Положим, к примеру, что '88 + 57' действие, которого я до этого момента никогда не производил. Хотя при этом в прошлом я производил пусть даже про себя (оставим проблему моего наблюдаемого поведения) лишь конечное число действий, такой пример с очевидностью существует. Фактически эта самая конечность и гарантирует существование примера, превосходившего бы все ранние вычисления. Я буду исходить из предположения, что в изложении, следующем ниже, '68 + 57' удовлетворяет этому.
Я произвожу это вычисление, получая в качестве результата, естественно, '125'. Я уверен, возможно, после проверки, что это правильный ответ. Он правилен как в арифметическом смысле, в котором 125 является суммой от сложения 68 и 57, так и в металингвистическом, в котором 'плюс' в том смысле, в каком это слово употреблялось мной в прошлом, обозначает функцию, которая будучи применена к числам '68' и '57', приобретает значение '125'.
Теперь представим, что я столкнулся с эксцентричным скептиком, кото ставит под сомнение достоверность моего ответа в том смысле, который я назвал 'металингвистическим'. Возможно, предполагает он, что то, каким образом я употреблял термин 'плюс' в прошлом, должно в качестве ответа, который подразумевается мною для '68 + 57', давать '5'. Конечно, это предположение скептика совершенно очевидно является безумным. Правильным ответом на такое предположение был бы совет пойти в школу и поучиться считать.
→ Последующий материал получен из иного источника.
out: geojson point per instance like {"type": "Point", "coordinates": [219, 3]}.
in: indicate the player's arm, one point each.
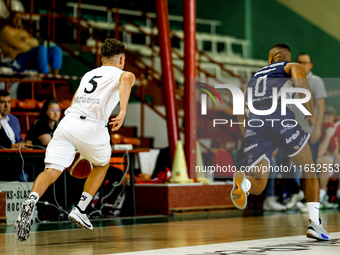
{"type": "Point", "coordinates": [297, 72]}
{"type": "Point", "coordinates": [320, 103]}
{"type": "Point", "coordinates": [127, 80]}
{"type": "Point", "coordinates": [241, 118]}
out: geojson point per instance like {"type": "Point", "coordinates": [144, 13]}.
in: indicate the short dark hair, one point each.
{"type": "Point", "coordinates": [281, 46]}
{"type": "Point", "coordinates": [112, 47]}
{"type": "Point", "coordinates": [4, 93]}
{"type": "Point", "coordinates": [304, 53]}
{"type": "Point", "coordinates": [48, 102]}
{"type": "Point", "coordinates": [330, 110]}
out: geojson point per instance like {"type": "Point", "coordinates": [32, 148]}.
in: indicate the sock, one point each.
{"type": "Point", "coordinates": [34, 196]}
{"type": "Point", "coordinates": [248, 184]}
{"type": "Point", "coordinates": [338, 193]}
{"type": "Point", "coordinates": [84, 201]}
{"type": "Point", "coordinates": [313, 210]}
{"type": "Point", "coordinates": [322, 193]}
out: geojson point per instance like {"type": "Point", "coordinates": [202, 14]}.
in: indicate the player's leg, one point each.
{"type": "Point", "coordinates": [303, 159]}
{"type": "Point", "coordinates": [328, 162]}
{"type": "Point", "coordinates": [98, 152]}
{"type": "Point", "coordinates": [59, 155]}
{"type": "Point", "coordinates": [255, 183]}
{"type": "Point", "coordinates": [22, 226]}
{"type": "Point", "coordinates": [92, 184]}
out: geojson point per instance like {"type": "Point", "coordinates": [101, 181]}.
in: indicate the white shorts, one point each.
{"type": "Point", "coordinates": [88, 137]}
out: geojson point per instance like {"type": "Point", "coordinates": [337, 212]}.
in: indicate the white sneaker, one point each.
{"type": "Point", "coordinates": [317, 231]}
{"type": "Point", "coordinates": [295, 199]}
{"type": "Point", "coordinates": [325, 204]}
{"type": "Point", "coordinates": [22, 226]}
{"type": "Point", "coordinates": [238, 193]}
{"type": "Point", "coordinates": [80, 218]}
{"type": "Point", "coordinates": [270, 204]}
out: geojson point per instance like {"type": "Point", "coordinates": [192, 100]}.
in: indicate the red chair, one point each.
{"type": "Point", "coordinates": [40, 104]}
{"type": "Point", "coordinates": [13, 103]}
{"type": "Point", "coordinates": [27, 104]}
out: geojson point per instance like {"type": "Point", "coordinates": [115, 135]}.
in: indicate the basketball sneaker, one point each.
{"type": "Point", "coordinates": [80, 218]}
{"type": "Point", "coordinates": [239, 194]}
{"type": "Point", "coordinates": [22, 226]}
{"type": "Point", "coordinates": [317, 231]}
{"type": "Point", "coordinates": [325, 204]}
{"type": "Point", "coordinates": [295, 199]}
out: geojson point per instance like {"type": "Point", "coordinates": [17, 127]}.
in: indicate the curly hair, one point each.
{"type": "Point", "coordinates": [112, 47]}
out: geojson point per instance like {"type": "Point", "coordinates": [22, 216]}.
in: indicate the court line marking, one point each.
{"type": "Point", "coordinates": [282, 245]}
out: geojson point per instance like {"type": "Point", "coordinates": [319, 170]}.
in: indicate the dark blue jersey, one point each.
{"type": "Point", "coordinates": [263, 82]}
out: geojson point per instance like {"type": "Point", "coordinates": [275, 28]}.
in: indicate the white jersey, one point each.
{"type": "Point", "coordinates": [97, 94]}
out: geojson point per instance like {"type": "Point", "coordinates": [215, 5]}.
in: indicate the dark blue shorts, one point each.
{"type": "Point", "coordinates": [262, 140]}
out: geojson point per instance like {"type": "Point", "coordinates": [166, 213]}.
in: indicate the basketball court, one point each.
{"type": "Point", "coordinates": [227, 232]}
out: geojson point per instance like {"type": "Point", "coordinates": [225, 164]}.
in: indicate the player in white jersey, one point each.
{"type": "Point", "coordinates": [84, 128]}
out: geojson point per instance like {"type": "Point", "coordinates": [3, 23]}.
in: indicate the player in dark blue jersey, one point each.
{"type": "Point", "coordinates": [268, 126]}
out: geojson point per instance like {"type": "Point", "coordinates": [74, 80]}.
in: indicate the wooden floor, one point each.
{"type": "Point", "coordinates": [142, 234]}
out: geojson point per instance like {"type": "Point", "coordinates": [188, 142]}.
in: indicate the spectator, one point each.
{"type": "Point", "coordinates": [328, 155]}
{"type": "Point", "coordinates": [42, 130]}
{"type": "Point", "coordinates": [17, 44]}
{"type": "Point", "coordinates": [319, 95]}
{"type": "Point", "coordinates": [10, 124]}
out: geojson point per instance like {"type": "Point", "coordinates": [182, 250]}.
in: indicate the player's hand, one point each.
{"type": "Point", "coordinates": [315, 136]}
{"type": "Point", "coordinates": [330, 131]}
{"type": "Point", "coordinates": [117, 122]}
{"type": "Point", "coordinates": [310, 120]}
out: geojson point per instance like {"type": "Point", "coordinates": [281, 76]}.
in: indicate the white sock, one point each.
{"type": "Point", "coordinates": [34, 196]}
{"type": "Point", "coordinates": [322, 193]}
{"type": "Point", "coordinates": [338, 193]}
{"type": "Point", "coordinates": [313, 210]}
{"type": "Point", "coordinates": [84, 201]}
{"type": "Point", "coordinates": [248, 184]}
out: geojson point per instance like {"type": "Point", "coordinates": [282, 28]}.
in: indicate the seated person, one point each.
{"type": "Point", "coordinates": [17, 44]}
{"type": "Point", "coordinates": [42, 130]}
{"type": "Point", "coordinates": [10, 125]}
{"type": "Point", "coordinates": [328, 155]}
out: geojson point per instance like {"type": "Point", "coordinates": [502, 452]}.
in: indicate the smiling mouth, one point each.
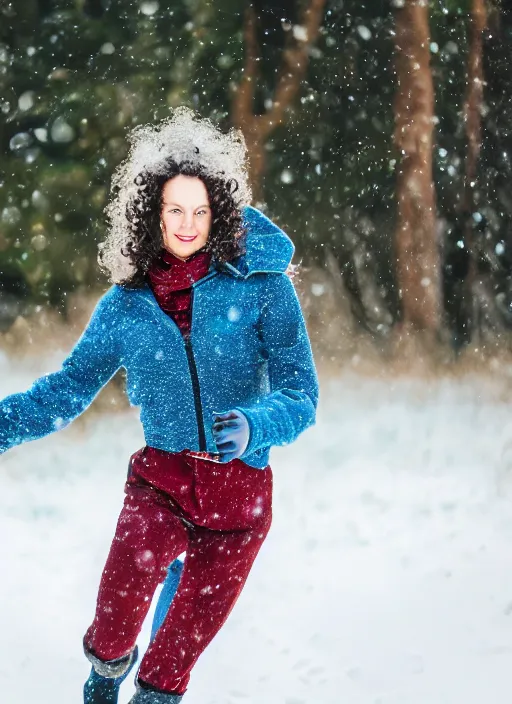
{"type": "Point", "coordinates": [186, 239]}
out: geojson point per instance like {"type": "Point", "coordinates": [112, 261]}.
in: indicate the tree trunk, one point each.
{"type": "Point", "coordinates": [418, 258]}
{"type": "Point", "coordinates": [257, 128]}
{"type": "Point", "coordinates": [473, 124]}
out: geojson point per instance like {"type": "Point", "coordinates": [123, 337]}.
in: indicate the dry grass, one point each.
{"type": "Point", "coordinates": [339, 348]}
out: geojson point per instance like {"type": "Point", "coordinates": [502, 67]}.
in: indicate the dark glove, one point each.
{"type": "Point", "coordinates": [231, 434]}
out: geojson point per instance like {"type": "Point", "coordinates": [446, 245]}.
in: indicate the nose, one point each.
{"type": "Point", "coordinates": [188, 220]}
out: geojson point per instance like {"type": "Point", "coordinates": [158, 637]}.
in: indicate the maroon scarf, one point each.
{"type": "Point", "coordinates": [171, 280]}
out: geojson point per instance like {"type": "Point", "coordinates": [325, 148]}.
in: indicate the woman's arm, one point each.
{"type": "Point", "coordinates": [53, 401]}
{"type": "Point", "coordinates": [290, 407]}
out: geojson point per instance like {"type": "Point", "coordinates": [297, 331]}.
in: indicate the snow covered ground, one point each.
{"type": "Point", "coordinates": [386, 578]}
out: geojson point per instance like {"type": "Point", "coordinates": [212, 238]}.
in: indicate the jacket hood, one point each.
{"type": "Point", "coordinates": [268, 248]}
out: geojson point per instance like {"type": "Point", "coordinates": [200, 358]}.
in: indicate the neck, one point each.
{"type": "Point", "coordinates": [183, 259]}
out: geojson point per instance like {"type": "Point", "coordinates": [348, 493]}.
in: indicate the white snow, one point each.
{"type": "Point", "coordinates": [386, 577]}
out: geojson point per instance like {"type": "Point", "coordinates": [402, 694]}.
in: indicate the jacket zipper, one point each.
{"type": "Point", "coordinates": [196, 389]}
{"type": "Point", "coordinates": [197, 392]}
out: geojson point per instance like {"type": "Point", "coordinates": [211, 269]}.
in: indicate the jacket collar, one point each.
{"type": "Point", "coordinates": [268, 248]}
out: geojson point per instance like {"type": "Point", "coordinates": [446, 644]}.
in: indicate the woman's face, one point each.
{"type": "Point", "coordinates": [186, 215]}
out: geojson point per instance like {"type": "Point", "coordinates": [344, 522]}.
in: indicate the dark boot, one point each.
{"type": "Point", "coordinates": [145, 695]}
{"type": "Point", "coordinates": [105, 690]}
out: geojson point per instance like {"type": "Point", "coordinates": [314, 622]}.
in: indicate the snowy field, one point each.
{"type": "Point", "coordinates": [386, 578]}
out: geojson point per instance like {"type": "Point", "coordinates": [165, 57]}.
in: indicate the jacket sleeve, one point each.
{"type": "Point", "coordinates": [54, 400]}
{"type": "Point", "coordinates": [290, 407]}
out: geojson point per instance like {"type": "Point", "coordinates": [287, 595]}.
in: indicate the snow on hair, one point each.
{"type": "Point", "coordinates": [183, 137]}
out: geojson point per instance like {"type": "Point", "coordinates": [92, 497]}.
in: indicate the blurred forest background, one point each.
{"type": "Point", "coordinates": [379, 133]}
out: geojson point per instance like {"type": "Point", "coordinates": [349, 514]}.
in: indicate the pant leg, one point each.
{"type": "Point", "coordinates": [148, 538]}
{"type": "Point", "coordinates": [216, 568]}
{"type": "Point", "coordinates": [166, 595]}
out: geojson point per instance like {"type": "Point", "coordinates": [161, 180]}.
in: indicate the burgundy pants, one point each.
{"type": "Point", "coordinates": [220, 515]}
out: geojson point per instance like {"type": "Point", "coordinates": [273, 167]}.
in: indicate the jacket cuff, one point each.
{"type": "Point", "coordinates": [258, 421]}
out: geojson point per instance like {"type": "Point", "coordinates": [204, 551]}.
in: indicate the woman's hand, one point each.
{"type": "Point", "coordinates": [231, 434]}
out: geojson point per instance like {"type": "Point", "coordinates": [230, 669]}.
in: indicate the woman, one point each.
{"type": "Point", "coordinates": [208, 327]}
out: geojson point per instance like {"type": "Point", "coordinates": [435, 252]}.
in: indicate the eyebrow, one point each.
{"type": "Point", "coordinates": [180, 206]}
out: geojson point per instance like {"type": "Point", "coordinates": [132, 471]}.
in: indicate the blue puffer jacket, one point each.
{"type": "Point", "coordinates": [248, 349]}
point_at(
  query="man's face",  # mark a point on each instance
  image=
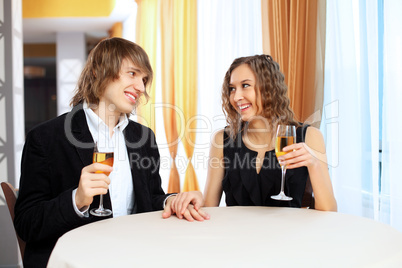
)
(123, 93)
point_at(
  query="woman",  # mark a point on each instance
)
(242, 156)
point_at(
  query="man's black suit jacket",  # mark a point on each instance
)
(53, 157)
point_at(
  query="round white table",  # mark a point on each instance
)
(233, 237)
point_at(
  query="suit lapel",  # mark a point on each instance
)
(134, 138)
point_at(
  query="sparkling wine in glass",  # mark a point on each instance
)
(107, 159)
(285, 135)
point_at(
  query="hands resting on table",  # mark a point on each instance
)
(186, 205)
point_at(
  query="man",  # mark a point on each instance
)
(60, 184)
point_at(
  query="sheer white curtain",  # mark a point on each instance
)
(227, 29)
(351, 123)
(391, 180)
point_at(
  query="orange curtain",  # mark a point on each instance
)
(146, 37)
(185, 78)
(179, 64)
(294, 35)
(168, 92)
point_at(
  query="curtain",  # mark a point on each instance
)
(168, 92)
(294, 35)
(391, 182)
(185, 79)
(146, 37)
(352, 144)
(362, 85)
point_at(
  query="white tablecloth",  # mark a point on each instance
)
(233, 237)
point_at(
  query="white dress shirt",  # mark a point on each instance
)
(121, 188)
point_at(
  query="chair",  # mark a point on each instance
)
(11, 197)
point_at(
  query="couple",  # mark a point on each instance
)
(59, 183)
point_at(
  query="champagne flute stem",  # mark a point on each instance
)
(283, 178)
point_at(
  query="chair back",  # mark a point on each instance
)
(11, 194)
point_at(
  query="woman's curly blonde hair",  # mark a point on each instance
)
(270, 82)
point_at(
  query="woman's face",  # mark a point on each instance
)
(243, 96)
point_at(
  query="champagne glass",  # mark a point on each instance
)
(107, 159)
(285, 135)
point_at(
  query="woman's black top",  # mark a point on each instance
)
(244, 187)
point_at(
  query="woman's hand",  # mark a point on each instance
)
(186, 205)
(299, 155)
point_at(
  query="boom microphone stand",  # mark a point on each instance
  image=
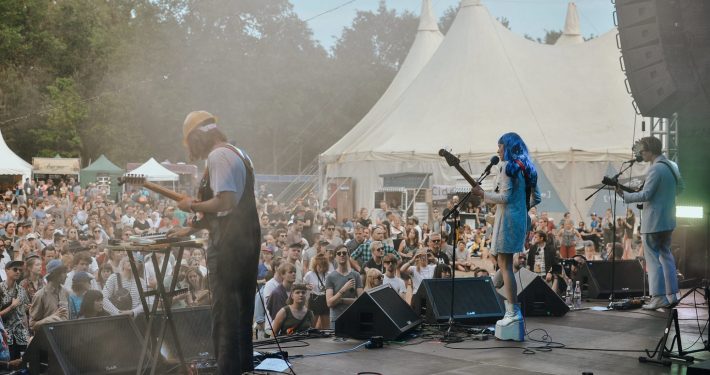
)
(454, 214)
(605, 183)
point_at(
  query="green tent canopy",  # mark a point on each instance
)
(102, 172)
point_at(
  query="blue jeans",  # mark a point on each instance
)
(662, 275)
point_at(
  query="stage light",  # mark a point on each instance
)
(689, 212)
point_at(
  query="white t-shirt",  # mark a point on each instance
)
(396, 283)
(312, 279)
(417, 277)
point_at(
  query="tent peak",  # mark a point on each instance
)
(468, 3)
(427, 21)
(571, 33)
(572, 20)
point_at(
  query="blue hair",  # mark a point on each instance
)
(515, 149)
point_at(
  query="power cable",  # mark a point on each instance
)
(330, 10)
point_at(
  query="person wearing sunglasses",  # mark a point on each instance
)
(378, 253)
(391, 278)
(14, 302)
(343, 286)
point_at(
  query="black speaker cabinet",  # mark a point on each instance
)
(377, 312)
(595, 279)
(108, 345)
(536, 298)
(663, 44)
(194, 328)
(475, 300)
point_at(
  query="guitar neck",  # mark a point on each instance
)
(466, 175)
(164, 191)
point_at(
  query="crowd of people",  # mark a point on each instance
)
(56, 264)
(337, 259)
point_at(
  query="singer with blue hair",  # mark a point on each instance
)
(516, 192)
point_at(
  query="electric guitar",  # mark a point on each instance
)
(200, 220)
(455, 162)
(611, 182)
(608, 181)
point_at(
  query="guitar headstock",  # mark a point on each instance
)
(133, 179)
(451, 160)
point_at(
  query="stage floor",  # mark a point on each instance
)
(631, 330)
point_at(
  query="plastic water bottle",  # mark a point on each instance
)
(568, 297)
(577, 298)
(538, 263)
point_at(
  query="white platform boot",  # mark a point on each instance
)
(512, 326)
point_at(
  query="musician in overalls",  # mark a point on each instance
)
(228, 206)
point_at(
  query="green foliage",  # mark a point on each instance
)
(65, 112)
(86, 77)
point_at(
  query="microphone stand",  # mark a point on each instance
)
(454, 214)
(612, 295)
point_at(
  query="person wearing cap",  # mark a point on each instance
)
(33, 280)
(14, 302)
(226, 193)
(293, 256)
(81, 283)
(50, 303)
(80, 263)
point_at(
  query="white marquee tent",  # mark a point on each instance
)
(572, 33)
(567, 101)
(154, 171)
(11, 164)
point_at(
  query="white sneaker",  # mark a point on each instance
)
(512, 315)
(656, 302)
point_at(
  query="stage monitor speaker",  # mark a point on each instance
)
(536, 297)
(377, 312)
(194, 327)
(107, 345)
(664, 47)
(475, 300)
(595, 279)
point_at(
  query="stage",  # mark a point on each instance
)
(580, 331)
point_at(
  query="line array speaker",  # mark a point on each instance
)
(665, 48)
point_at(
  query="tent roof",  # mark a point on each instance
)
(484, 81)
(102, 164)
(154, 171)
(571, 33)
(425, 43)
(11, 163)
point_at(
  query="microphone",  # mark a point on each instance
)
(494, 161)
(637, 159)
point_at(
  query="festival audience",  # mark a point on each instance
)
(342, 286)
(294, 316)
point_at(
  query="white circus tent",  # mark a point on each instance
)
(154, 171)
(11, 164)
(567, 101)
(572, 33)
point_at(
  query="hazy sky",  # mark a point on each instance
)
(526, 16)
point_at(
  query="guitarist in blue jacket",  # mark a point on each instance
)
(663, 183)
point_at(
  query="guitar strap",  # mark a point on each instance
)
(528, 183)
(206, 191)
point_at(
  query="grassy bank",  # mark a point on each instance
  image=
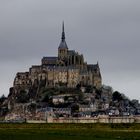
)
(69, 131)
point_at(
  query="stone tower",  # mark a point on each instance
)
(62, 49)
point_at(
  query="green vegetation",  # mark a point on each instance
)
(69, 131)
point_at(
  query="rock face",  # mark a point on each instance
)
(68, 69)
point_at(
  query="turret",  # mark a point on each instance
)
(62, 49)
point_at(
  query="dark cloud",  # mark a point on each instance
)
(105, 31)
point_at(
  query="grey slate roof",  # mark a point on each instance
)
(63, 45)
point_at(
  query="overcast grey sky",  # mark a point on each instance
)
(107, 31)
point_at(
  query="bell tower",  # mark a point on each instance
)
(62, 49)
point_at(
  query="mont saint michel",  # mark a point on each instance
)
(66, 89)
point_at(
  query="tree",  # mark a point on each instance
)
(2, 99)
(22, 97)
(117, 96)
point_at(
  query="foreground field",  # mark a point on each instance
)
(69, 131)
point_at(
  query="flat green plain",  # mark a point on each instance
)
(70, 131)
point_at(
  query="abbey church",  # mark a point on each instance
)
(68, 69)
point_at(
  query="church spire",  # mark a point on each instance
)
(63, 32)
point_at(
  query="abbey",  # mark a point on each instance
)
(67, 69)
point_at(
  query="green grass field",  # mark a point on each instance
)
(69, 131)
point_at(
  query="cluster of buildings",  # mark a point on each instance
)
(70, 71)
(67, 69)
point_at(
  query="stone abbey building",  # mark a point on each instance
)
(67, 69)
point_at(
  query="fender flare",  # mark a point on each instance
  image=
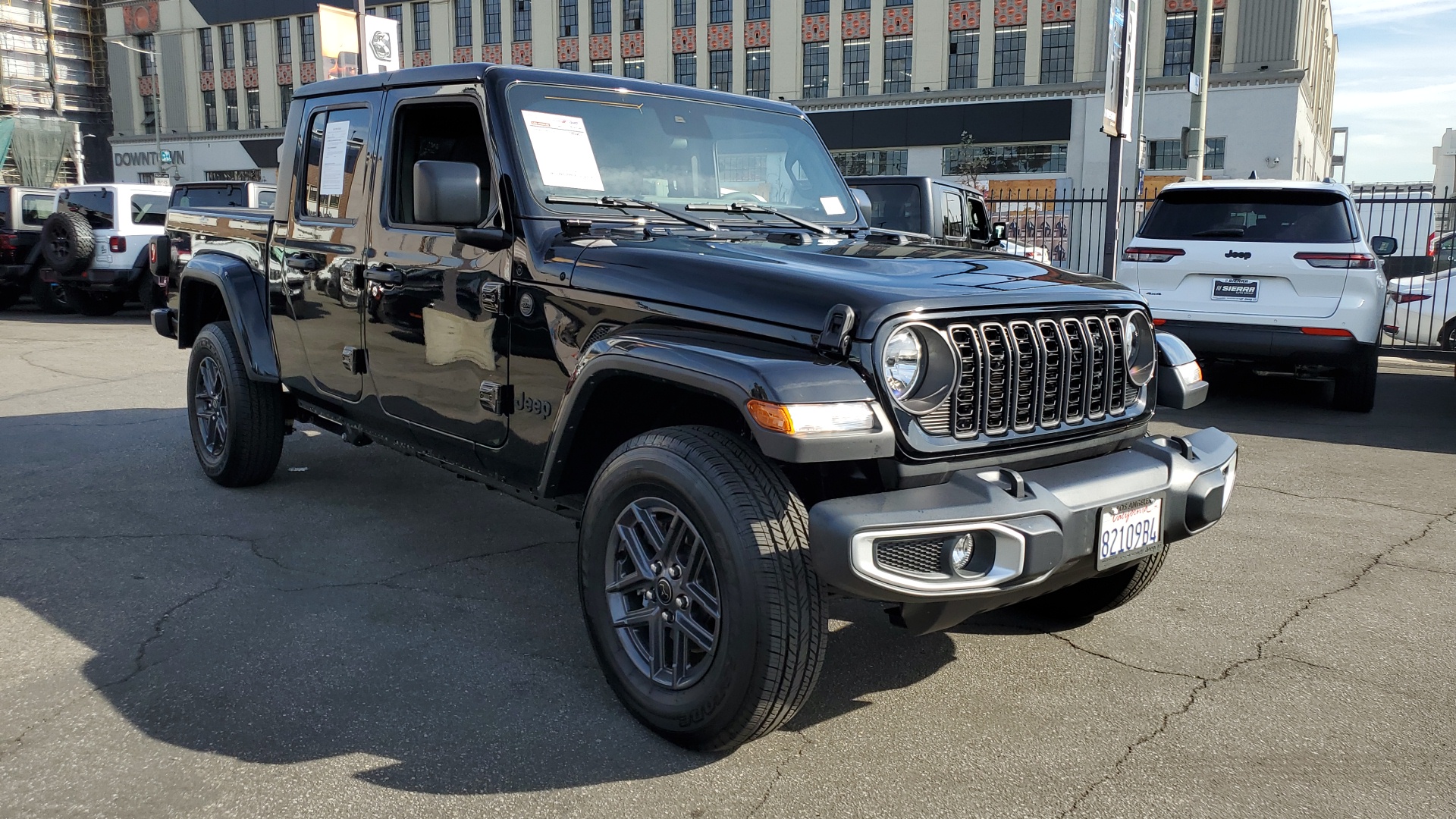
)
(733, 371)
(245, 297)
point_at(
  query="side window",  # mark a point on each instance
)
(954, 215)
(443, 131)
(337, 140)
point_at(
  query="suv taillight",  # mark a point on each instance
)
(1150, 254)
(1340, 261)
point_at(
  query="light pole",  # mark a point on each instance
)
(156, 91)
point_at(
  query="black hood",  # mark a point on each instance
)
(795, 284)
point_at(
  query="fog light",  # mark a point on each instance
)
(962, 551)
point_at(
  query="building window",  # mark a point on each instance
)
(899, 63)
(463, 24)
(1056, 53)
(492, 22)
(284, 37)
(255, 108)
(204, 49)
(522, 20)
(419, 17)
(965, 53)
(1011, 55)
(224, 36)
(306, 52)
(685, 12)
(871, 162)
(720, 71)
(570, 27)
(758, 79)
(231, 108)
(1006, 159)
(816, 71)
(685, 69)
(856, 67)
(601, 18)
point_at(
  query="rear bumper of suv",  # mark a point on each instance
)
(1038, 526)
(1266, 344)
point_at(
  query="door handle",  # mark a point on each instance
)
(383, 275)
(299, 261)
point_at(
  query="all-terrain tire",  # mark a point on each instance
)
(248, 449)
(1354, 385)
(67, 242)
(93, 303)
(770, 632)
(1098, 595)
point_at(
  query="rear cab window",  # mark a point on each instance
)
(1232, 215)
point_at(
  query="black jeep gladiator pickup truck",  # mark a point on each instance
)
(660, 311)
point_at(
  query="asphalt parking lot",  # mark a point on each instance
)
(367, 635)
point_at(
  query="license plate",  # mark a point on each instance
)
(1235, 290)
(1128, 531)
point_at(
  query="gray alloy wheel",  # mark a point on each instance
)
(663, 594)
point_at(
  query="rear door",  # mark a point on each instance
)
(1235, 251)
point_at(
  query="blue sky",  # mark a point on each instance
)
(1395, 85)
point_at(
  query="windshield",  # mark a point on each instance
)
(1250, 216)
(673, 152)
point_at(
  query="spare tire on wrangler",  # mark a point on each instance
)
(67, 242)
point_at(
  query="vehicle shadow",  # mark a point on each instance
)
(369, 608)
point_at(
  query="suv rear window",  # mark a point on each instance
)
(1250, 216)
(99, 207)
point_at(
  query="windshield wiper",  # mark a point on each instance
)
(623, 205)
(755, 207)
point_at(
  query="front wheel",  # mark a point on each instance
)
(696, 588)
(237, 423)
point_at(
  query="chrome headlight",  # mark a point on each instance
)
(1141, 349)
(919, 368)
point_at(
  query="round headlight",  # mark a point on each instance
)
(1141, 349)
(903, 362)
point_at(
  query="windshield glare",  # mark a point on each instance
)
(673, 152)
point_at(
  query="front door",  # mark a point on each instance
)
(322, 245)
(436, 328)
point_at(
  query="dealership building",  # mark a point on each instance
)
(894, 86)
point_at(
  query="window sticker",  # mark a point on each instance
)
(335, 148)
(563, 150)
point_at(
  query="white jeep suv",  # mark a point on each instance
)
(1266, 273)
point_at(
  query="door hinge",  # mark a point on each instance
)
(497, 398)
(356, 360)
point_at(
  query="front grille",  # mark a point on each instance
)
(922, 556)
(1036, 373)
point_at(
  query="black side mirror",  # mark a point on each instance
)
(1383, 245)
(491, 240)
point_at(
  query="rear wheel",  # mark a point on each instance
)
(1354, 385)
(696, 588)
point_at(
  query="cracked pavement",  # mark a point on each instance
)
(367, 635)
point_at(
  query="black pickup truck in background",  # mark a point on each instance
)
(660, 311)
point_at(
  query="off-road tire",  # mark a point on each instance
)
(1354, 385)
(67, 242)
(253, 442)
(49, 297)
(772, 630)
(93, 303)
(1098, 595)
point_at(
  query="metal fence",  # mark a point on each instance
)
(1066, 228)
Тем не менее дадим ему возможность продолжить. В конце концов, говорит он, если я так уверен, что в то время как я использовал символ ' + ', в мои намерения входило, что '68 + 57' будет обязательно обозначать 125, то это не потому, что я эксплицитно дал себе указание на то, что 125 есть результат сложения в этом частном случае. Положим, что это так. Но идея, конечно, состоит в том, что в этом новом случае я применяю ту же самую функцию или правило, что я применял много раз до этого в прошлом. Но кто может сказать, что это была за функция? В прошлом я применял лишь конечное число примеров использования этой функции. Все они, положим, включали числа, меньшие, чем 57. Итак, возможно, что в прошлом я употреблял 'плюс' и ' + ' для обозначения функции, которую я буду называть 'квус' и обозначать символом $. Она определяется так:
x $ Y = x + у, если х, у < 57 = 5 и другие
Кто скажет, что это не та функция, которую я до этого подразумевал под ' + '? Скептик же утверждает (или притворяется, что утверждает), что я неправильно интерпретирую свое собственное употребление в прошлом. Под 'плюсом' я всегда, как он говорит, подразумевал квус [Kripke 1982: 73].
Все, что здесь говорится, каким бы фантастичным оно ни казалось, на самом деле является вполне реалистичным. Смысл витгенштейновского парадокса и его крипкеанской трактовки мы понимаем следующим образом: никогда нельзя до конца доверять личным ощущениям, они могут подвести. Каждое утверждение — лишь предположение, любой приказ может быть невыполнен, любое обещание нарушено. Такова природа человеческого языкового общения. С этим тесно связана проблема индивидуального языка, к обзору которой мы переходим.
Мыслим ли такой язык — говорит Витгенштейн, — на котором человек мог бы для собственного употребления записывать или высказывать свои внутренние переживания — свои чувства, настроения и т. д.? — А разве мы не можем делать это на нашем обычном языке? — Но я имел в виду не это. Слова такого языка должны относиться к тому, о чем может знать только говорящий, — к его непосредственным, личным впечатлениям. Так что другой человек не мог бы понять этого языка. […]
Представим себе такой случай. Я хочу запечатлеть в дневнике какое-то время от времени испытываемое мною ощущение. Для этого я ассоциирую его со знаком 0 и записываю в календаре этот знак всякий раз, когда испытываю такое ощущение. —
Прежде всего замечу, что нельзя дать какую-либо дефиницию подобного знака. — Но сам для себя я же могу дать ему какое-то указательное определение! — Каким образом? Разве я в состоянии указывать на ощущение? — В обычном смысле — нет. Но, произнося или записывая знак, я сосредоточиваю свое внимание на ощущении — и таким образом как бы указываю на него в своем внутренем мире. — Но что толку в этой церемонии? […] ведь в данном случае я не располагаю никаким критерием правильности. Так и тянет сказать: правильно то, что мне всегда представляется правильным. А это означает лишь, что здесь не может идти речь о «правильности» [Витгенштейн 1994: 171, 174–175].